QUELLES QU'EN SOIENT LES AMBITIONS (20,5 M€ D'ÉCONOMIES SUR DOUZE MOIS), CE PLAN SE HEURTE À QUATRE DIFFICULTÉS STRUCTURELLES QUI ONT JUSQU'À PRÉSENT RENDU VAINS LES EFFORTS DE CONTRÔLE DES DÉPENSES A PRIORI.
A) L'ABSENCE DE CONNAISSANCE PRÉALABLE DES COÛTS
LE CODE DE PROCÉDURE PÉNALE PRÉVOIT PEU DE MÉCANISMES TENDANT À AMÉNAGER LE CONTRÔLE PAR UNE JURIDICTION DU COÛT DES PRESTATIONS QU'ELLE COMMANDE. POUR LES PRESTATIONS NON TARIFÉES, L'ABSENCE DE CONNAISSANCE PRÉALABLE DU COÛT EMPÊCHE TOUT SUIVI DE LA DÉPENSE ET EXPOSE LE MINISTÈRE DE LA JUSTICE À DES ENGAGEMENTS INCONTRÔLÉS.

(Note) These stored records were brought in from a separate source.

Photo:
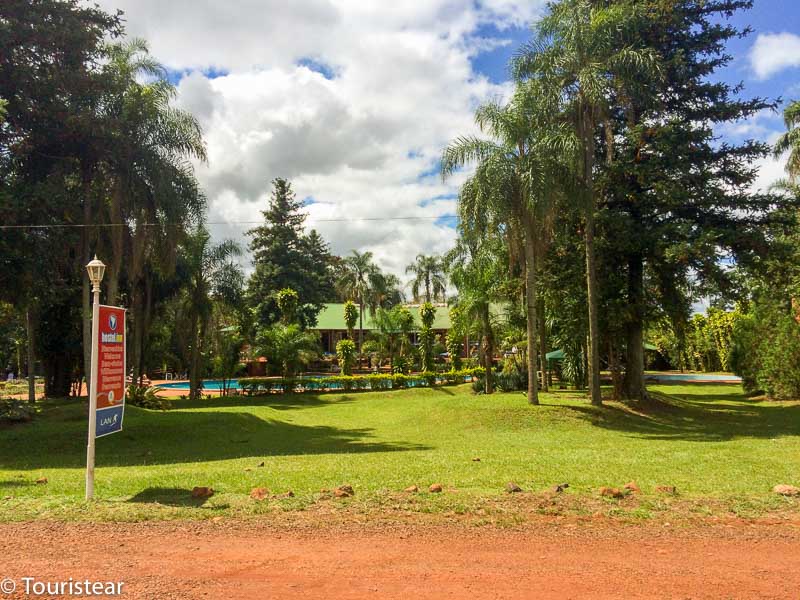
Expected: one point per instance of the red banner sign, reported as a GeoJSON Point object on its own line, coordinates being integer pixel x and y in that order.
{"type": "Point", "coordinates": [110, 369]}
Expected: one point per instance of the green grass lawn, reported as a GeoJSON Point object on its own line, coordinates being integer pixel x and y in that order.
{"type": "Point", "coordinates": [709, 441]}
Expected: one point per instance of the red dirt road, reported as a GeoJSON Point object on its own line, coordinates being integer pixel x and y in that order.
{"type": "Point", "coordinates": [550, 560]}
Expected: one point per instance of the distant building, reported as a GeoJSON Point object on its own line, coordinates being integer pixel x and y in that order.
{"type": "Point", "coordinates": [332, 328]}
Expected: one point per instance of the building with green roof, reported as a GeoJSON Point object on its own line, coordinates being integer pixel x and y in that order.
{"type": "Point", "coordinates": [332, 327]}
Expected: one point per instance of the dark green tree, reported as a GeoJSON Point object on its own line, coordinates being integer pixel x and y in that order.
{"type": "Point", "coordinates": [285, 257]}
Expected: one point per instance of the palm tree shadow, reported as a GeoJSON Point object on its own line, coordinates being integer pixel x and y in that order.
{"type": "Point", "coordinates": [276, 401]}
{"type": "Point", "coordinates": [177, 436]}
{"type": "Point", "coordinates": [700, 418]}
{"type": "Point", "coordinates": [169, 497]}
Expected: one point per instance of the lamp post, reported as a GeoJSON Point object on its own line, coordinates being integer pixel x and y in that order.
{"type": "Point", "coordinates": [96, 270]}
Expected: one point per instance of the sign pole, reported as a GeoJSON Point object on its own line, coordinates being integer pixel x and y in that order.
{"type": "Point", "coordinates": [93, 394]}
{"type": "Point", "coordinates": [95, 269]}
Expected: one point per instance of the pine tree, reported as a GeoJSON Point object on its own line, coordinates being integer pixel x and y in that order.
{"type": "Point", "coordinates": [284, 257]}
{"type": "Point", "coordinates": [678, 192]}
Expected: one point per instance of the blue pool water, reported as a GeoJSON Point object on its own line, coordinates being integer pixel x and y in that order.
{"type": "Point", "coordinates": [208, 384]}
{"type": "Point", "coordinates": [689, 377]}
{"type": "Point", "coordinates": [216, 384]}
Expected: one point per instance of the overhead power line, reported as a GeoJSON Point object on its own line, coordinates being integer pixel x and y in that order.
{"type": "Point", "coordinates": [340, 220]}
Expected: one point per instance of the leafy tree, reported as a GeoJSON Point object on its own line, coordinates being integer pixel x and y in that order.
{"type": "Point", "coordinates": [427, 314]}
{"type": "Point", "coordinates": [287, 301]}
{"type": "Point", "coordinates": [210, 268]}
{"type": "Point", "coordinates": [517, 180]}
{"type": "Point", "coordinates": [476, 266]}
{"type": "Point", "coordinates": [790, 141]}
{"type": "Point", "coordinates": [393, 328]}
{"type": "Point", "coordinates": [346, 353]}
{"type": "Point", "coordinates": [586, 53]}
{"type": "Point", "coordinates": [350, 317]}
{"type": "Point", "coordinates": [288, 347]}
{"type": "Point", "coordinates": [358, 278]}
{"type": "Point", "coordinates": [677, 198]}
{"type": "Point", "coordinates": [284, 257]}
{"type": "Point", "coordinates": [428, 276]}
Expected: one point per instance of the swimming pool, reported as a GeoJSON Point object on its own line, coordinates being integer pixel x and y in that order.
{"type": "Point", "coordinates": [690, 377]}
{"type": "Point", "coordinates": [216, 384]}
{"type": "Point", "coordinates": [208, 385]}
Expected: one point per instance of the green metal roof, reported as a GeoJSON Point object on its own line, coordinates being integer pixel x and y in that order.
{"type": "Point", "coordinates": [332, 317]}
{"type": "Point", "coordinates": [559, 354]}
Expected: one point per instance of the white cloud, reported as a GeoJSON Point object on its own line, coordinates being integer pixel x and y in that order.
{"type": "Point", "coordinates": [765, 125]}
{"type": "Point", "coordinates": [357, 143]}
{"type": "Point", "coordinates": [770, 170]}
{"type": "Point", "coordinates": [774, 52]}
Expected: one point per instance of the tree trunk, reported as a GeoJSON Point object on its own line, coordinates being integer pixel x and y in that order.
{"type": "Point", "coordinates": [594, 333]}
{"type": "Point", "coordinates": [117, 233]}
{"type": "Point", "coordinates": [136, 332]}
{"type": "Point", "coordinates": [29, 324]}
{"type": "Point", "coordinates": [543, 349]}
{"type": "Point", "coordinates": [633, 387]}
{"type": "Point", "coordinates": [616, 374]}
{"type": "Point", "coordinates": [488, 351]}
{"type": "Point", "coordinates": [360, 330]}
{"type": "Point", "coordinates": [194, 361]}
{"type": "Point", "coordinates": [530, 304]}
{"type": "Point", "coordinates": [586, 131]}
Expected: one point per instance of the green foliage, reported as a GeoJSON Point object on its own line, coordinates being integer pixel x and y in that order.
{"type": "Point", "coordinates": [427, 314]}
{"type": "Point", "coordinates": [454, 347]}
{"type": "Point", "coordinates": [346, 353]}
{"type": "Point", "coordinates": [288, 348]}
{"type": "Point", "coordinates": [15, 411]}
{"type": "Point", "coordinates": [287, 301]}
{"type": "Point", "coordinates": [145, 398]}
{"type": "Point", "coordinates": [352, 383]}
{"type": "Point", "coordinates": [766, 350]}
{"type": "Point", "coordinates": [429, 278]}
{"type": "Point", "coordinates": [350, 317]}
{"type": "Point", "coordinates": [285, 257]}
{"type": "Point", "coordinates": [779, 358]}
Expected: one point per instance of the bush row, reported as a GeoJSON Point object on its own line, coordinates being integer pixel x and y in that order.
{"type": "Point", "coordinates": [350, 383]}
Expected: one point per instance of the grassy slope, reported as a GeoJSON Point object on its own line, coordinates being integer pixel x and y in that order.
{"type": "Point", "coordinates": [709, 441]}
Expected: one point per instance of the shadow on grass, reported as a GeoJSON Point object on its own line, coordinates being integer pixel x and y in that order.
{"type": "Point", "coordinates": [276, 401]}
{"type": "Point", "coordinates": [698, 417]}
{"type": "Point", "coordinates": [168, 497]}
{"type": "Point", "coordinates": [181, 436]}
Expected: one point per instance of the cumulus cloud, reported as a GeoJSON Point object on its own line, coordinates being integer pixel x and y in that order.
{"type": "Point", "coordinates": [774, 52]}
{"type": "Point", "coordinates": [352, 101]}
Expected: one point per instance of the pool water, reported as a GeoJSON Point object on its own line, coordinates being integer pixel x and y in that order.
{"type": "Point", "coordinates": [233, 384]}
{"type": "Point", "coordinates": [208, 385]}
{"type": "Point", "coordinates": [689, 377]}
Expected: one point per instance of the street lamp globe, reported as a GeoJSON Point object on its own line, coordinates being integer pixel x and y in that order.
{"type": "Point", "coordinates": [96, 270]}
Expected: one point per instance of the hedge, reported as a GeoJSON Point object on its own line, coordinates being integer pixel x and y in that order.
{"type": "Point", "coordinates": [352, 383]}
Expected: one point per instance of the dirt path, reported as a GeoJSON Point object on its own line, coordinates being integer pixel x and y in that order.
{"type": "Point", "coordinates": [548, 560]}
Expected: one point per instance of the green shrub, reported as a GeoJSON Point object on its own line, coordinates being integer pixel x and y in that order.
{"type": "Point", "coordinates": [145, 398]}
{"type": "Point", "coordinates": [346, 352]}
{"type": "Point", "coordinates": [779, 373]}
{"type": "Point", "coordinates": [355, 383]}
{"type": "Point", "coordinates": [15, 411]}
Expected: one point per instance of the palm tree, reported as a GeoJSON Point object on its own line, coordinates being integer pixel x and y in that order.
{"type": "Point", "coordinates": [356, 280]}
{"type": "Point", "coordinates": [210, 268]}
{"type": "Point", "coordinates": [790, 141]}
{"type": "Point", "coordinates": [289, 347]}
{"type": "Point", "coordinates": [429, 275]}
{"type": "Point", "coordinates": [476, 270]}
{"type": "Point", "coordinates": [515, 184]}
{"type": "Point", "coordinates": [585, 55]}
{"type": "Point", "coordinates": [151, 183]}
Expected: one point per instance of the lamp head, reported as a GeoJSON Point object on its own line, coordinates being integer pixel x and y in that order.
{"type": "Point", "coordinates": [96, 270]}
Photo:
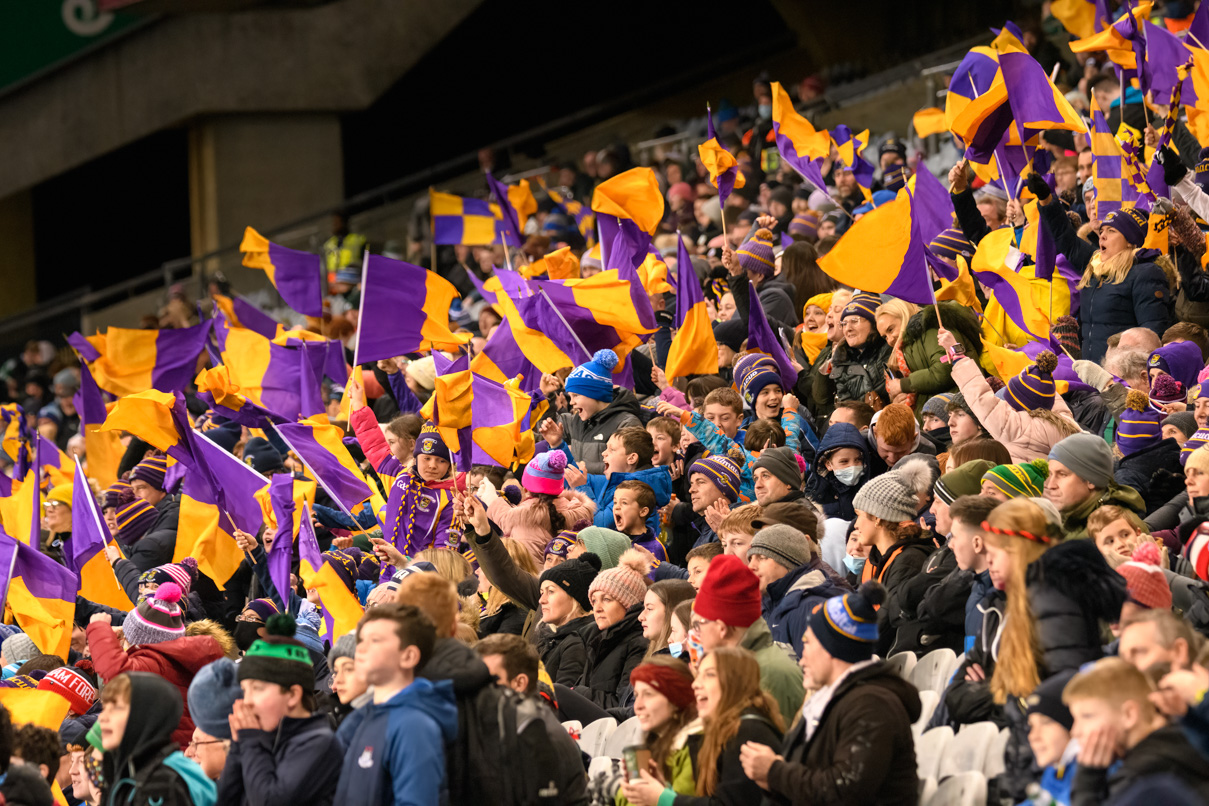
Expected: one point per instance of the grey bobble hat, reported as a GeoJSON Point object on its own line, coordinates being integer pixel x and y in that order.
{"type": "Point", "coordinates": [1087, 456]}
{"type": "Point", "coordinates": [345, 647]}
{"type": "Point", "coordinates": [784, 544]}
{"type": "Point", "coordinates": [889, 498]}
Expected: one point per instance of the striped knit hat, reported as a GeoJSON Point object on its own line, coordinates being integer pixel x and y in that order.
{"type": "Point", "coordinates": [721, 471]}
{"type": "Point", "coordinates": [1140, 425]}
{"type": "Point", "coordinates": [151, 470]}
{"type": "Point", "coordinates": [157, 619]}
{"type": "Point", "coordinates": [1024, 480]}
{"type": "Point", "coordinates": [752, 372]}
{"type": "Point", "coordinates": [846, 626]}
{"type": "Point", "coordinates": [756, 254]}
{"type": "Point", "coordinates": [134, 520]}
{"type": "Point", "coordinates": [804, 224]}
{"type": "Point", "coordinates": [1034, 387]}
{"type": "Point", "coordinates": [862, 305]}
{"type": "Point", "coordinates": [1198, 440]}
{"type": "Point", "coordinates": [950, 244]}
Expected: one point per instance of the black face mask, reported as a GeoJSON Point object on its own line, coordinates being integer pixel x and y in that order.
{"type": "Point", "coordinates": [246, 633]}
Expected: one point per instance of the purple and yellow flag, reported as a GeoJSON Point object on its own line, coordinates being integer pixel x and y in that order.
{"type": "Point", "coordinates": [126, 361]}
{"type": "Point", "coordinates": [41, 595]}
{"type": "Point", "coordinates": [798, 143]}
{"type": "Point", "coordinates": [404, 309]}
{"type": "Point", "coordinates": [320, 447]}
{"type": "Point", "coordinates": [694, 349]}
{"type": "Point", "coordinates": [85, 554]}
{"type": "Point", "coordinates": [721, 163]}
{"type": "Point", "coordinates": [295, 274]}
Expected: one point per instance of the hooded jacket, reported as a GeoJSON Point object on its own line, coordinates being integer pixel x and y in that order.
{"type": "Point", "coordinates": [1025, 436]}
{"type": "Point", "coordinates": [609, 657]}
{"type": "Point", "coordinates": [394, 751]}
{"type": "Point", "coordinates": [790, 599]}
{"type": "Point", "coordinates": [1141, 300]}
{"type": "Point", "coordinates": [586, 438]}
{"type": "Point", "coordinates": [929, 375]}
{"type": "Point", "coordinates": [146, 769]}
{"type": "Point", "coordinates": [283, 767]}
{"type": "Point", "coordinates": [821, 485]}
{"type": "Point", "coordinates": [528, 522]}
{"type": "Point", "coordinates": [861, 751]}
{"type": "Point", "coordinates": [177, 661]}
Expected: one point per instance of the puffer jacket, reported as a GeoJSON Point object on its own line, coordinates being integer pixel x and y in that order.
{"type": "Point", "coordinates": [821, 485]}
{"type": "Point", "coordinates": [586, 438]}
{"type": "Point", "coordinates": [1155, 473]}
{"type": "Point", "coordinates": [857, 371]}
{"type": "Point", "coordinates": [1141, 300]}
{"type": "Point", "coordinates": [611, 655]}
{"type": "Point", "coordinates": [1025, 438]}
{"type": "Point", "coordinates": [929, 375]}
{"type": "Point", "coordinates": [528, 522]}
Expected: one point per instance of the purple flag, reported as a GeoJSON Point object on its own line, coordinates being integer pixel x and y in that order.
{"type": "Point", "coordinates": [512, 228]}
{"type": "Point", "coordinates": [761, 337]}
{"type": "Point", "coordinates": [281, 554]}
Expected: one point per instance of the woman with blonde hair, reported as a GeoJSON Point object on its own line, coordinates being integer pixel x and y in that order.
{"type": "Point", "coordinates": [734, 711]}
{"type": "Point", "coordinates": [1058, 593]}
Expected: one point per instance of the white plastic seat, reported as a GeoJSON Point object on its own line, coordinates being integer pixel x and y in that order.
{"type": "Point", "coordinates": [932, 671]}
{"type": "Point", "coordinates": [626, 734]}
{"type": "Point", "coordinates": [594, 736]}
{"type": "Point", "coordinates": [969, 752]}
{"type": "Point", "coordinates": [965, 789]}
{"type": "Point", "coordinates": [901, 664]}
{"type": "Point", "coordinates": [927, 701]}
{"type": "Point", "coordinates": [930, 748]}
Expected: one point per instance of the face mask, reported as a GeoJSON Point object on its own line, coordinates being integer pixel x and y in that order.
{"type": "Point", "coordinates": [247, 633]}
{"type": "Point", "coordinates": [850, 475]}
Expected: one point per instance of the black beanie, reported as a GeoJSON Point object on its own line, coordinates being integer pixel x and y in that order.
{"type": "Point", "coordinates": [574, 577]}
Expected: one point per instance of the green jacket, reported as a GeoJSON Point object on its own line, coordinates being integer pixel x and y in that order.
{"type": "Point", "coordinates": [1074, 525]}
{"type": "Point", "coordinates": [779, 674]}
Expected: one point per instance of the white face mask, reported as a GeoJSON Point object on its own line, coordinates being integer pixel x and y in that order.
{"type": "Point", "coordinates": [850, 475]}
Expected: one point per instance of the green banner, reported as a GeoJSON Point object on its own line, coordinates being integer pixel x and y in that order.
{"type": "Point", "coordinates": [40, 34]}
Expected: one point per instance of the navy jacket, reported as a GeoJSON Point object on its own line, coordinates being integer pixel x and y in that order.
{"type": "Point", "coordinates": [394, 752]}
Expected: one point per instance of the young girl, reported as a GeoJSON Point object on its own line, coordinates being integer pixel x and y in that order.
{"type": "Point", "coordinates": [665, 707]}
{"type": "Point", "coordinates": [547, 509]}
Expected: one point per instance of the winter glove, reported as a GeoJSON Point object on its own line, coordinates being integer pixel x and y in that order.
{"type": "Point", "coordinates": [1037, 186]}
{"type": "Point", "coordinates": [1173, 167]}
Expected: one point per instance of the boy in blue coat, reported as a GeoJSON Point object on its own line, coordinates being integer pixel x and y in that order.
{"type": "Point", "coordinates": [394, 746]}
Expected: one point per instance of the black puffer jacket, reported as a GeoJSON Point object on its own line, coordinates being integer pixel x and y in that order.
{"type": "Point", "coordinates": [611, 656]}
{"type": "Point", "coordinates": [1155, 473]}
{"type": "Point", "coordinates": [563, 650]}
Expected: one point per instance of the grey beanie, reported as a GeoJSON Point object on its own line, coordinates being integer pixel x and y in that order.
{"type": "Point", "coordinates": [343, 647]}
{"type": "Point", "coordinates": [784, 544]}
{"type": "Point", "coordinates": [212, 696]}
{"type": "Point", "coordinates": [1087, 456]}
{"type": "Point", "coordinates": [889, 498]}
{"type": "Point", "coordinates": [782, 463]}
{"type": "Point", "coordinates": [18, 648]}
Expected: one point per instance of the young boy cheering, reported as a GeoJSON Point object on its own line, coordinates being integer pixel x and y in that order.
{"type": "Point", "coordinates": [394, 746]}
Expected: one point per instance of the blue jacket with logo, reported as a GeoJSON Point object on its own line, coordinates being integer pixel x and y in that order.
{"type": "Point", "coordinates": [394, 751]}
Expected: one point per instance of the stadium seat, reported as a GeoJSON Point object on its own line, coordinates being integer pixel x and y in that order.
{"type": "Point", "coordinates": [933, 670]}
{"type": "Point", "coordinates": [927, 701]}
{"type": "Point", "coordinates": [930, 748]}
{"type": "Point", "coordinates": [901, 664]}
{"type": "Point", "coordinates": [966, 789]}
{"type": "Point", "coordinates": [594, 736]}
{"type": "Point", "coordinates": [969, 751]}
{"type": "Point", "coordinates": [626, 734]}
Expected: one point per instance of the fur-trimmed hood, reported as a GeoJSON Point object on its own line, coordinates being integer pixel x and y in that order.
{"type": "Point", "coordinates": [958, 319]}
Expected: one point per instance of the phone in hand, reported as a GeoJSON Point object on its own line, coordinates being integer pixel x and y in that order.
{"type": "Point", "coordinates": [637, 758]}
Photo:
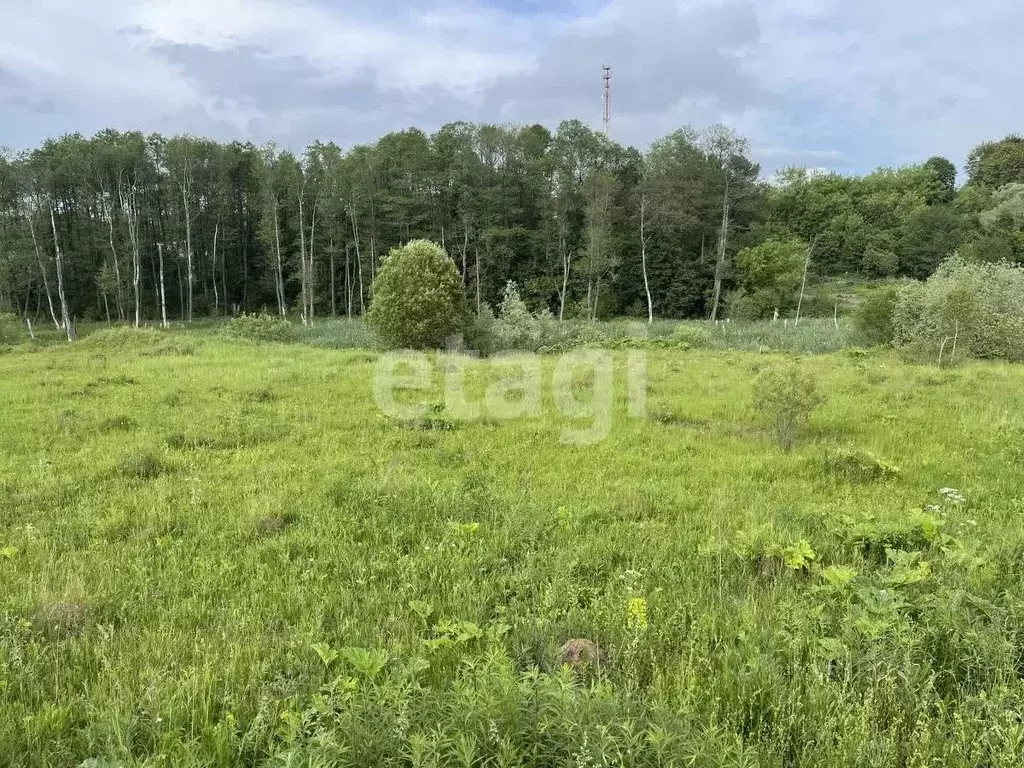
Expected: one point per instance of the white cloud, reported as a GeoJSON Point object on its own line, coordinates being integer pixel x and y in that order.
{"type": "Point", "coordinates": [822, 82]}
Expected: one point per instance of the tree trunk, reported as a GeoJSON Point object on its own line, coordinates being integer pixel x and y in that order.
{"type": "Point", "coordinates": [358, 258]}
{"type": "Point", "coordinates": [310, 297]}
{"type": "Point", "coordinates": [280, 278]}
{"type": "Point", "coordinates": [185, 194]}
{"type": "Point", "coordinates": [127, 196]}
{"type": "Point", "coordinates": [114, 255]}
{"type": "Point", "coordinates": [42, 269]}
{"type": "Point", "coordinates": [303, 269]}
{"type": "Point", "coordinates": [65, 317]}
{"type": "Point", "coordinates": [334, 309]}
{"type": "Point", "coordinates": [723, 239]}
{"type": "Point", "coordinates": [213, 269]}
{"type": "Point", "coordinates": [803, 285]}
{"type": "Point", "coordinates": [643, 257]}
{"type": "Point", "coordinates": [348, 287]}
{"type": "Point", "coordinates": [163, 291]}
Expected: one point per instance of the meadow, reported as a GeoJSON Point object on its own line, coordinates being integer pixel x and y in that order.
{"type": "Point", "coordinates": [220, 553]}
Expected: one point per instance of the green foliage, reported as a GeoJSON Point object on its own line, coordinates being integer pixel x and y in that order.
{"type": "Point", "coordinates": [769, 275]}
{"type": "Point", "coordinates": [10, 333]}
{"type": "Point", "coordinates": [417, 609]}
{"type": "Point", "coordinates": [693, 334]}
{"type": "Point", "coordinates": [261, 329]}
{"type": "Point", "coordinates": [930, 236]}
{"type": "Point", "coordinates": [973, 308]}
{"type": "Point", "coordinates": [857, 466]}
{"type": "Point", "coordinates": [995, 164]}
{"type": "Point", "coordinates": [144, 342]}
{"type": "Point", "coordinates": [944, 172]}
{"type": "Point", "coordinates": [875, 316]}
{"type": "Point", "coordinates": [785, 395]}
{"type": "Point", "coordinates": [880, 263]}
{"type": "Point", "coordinates": [418, 299]}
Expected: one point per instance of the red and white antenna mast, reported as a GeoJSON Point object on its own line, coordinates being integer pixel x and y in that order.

EN CONSÉQUENCE, L'ARTICLE R. 107 DU CODE DE PROCÉDURE PÉNALE FIXE À 460 EUROS LE SEUIL AU DELÀ DUQUEL LE PRESTATAIRE DOIT INFORMER LA JURIDICTION AVANT DE COMMENCER SES TRAVAUX. MÊME LORSQU'ELLE EST REQUISE PAR LES TEXTES, CETTE INFORMATION EST SOUVENT OMISE OU, SI ELLE EST PRODUITE, N'EST PAS COMMUNIQUÉE AU MINISTÈRE PUBLIC, QUI DEVRAIT POURTANT EN ÊTRE RENDU DESTINATAIRE À FIN D'AVIS. EN TOUTE HYPOTHÈSE, LE DÉLAI DE CINQ JOURS LAISSÉ À CE DERNIER PAR L'ARTICLE R. 107 POUR FORMULER DES OBSERVATIONS APPARAÎT BEAUCOUP TROP BREF AU REGARD DE LA COMPLEXITÉ D'ÉVALUATIONS QUI SOLLICITENT FRÉQUEMMENT UNE EXPERTISE TECHNIQUE QU'IL N'EST PAS AISÉ DE MOBILISER SI RAPIDEMENT. FIXÉE À UN NIVEAU TROP BAS, LA CONSULTATION DU MINISTÈRE PUBLIC EST BIEN SOUVENT ÉLUDÉE OU DE NUL EFFET.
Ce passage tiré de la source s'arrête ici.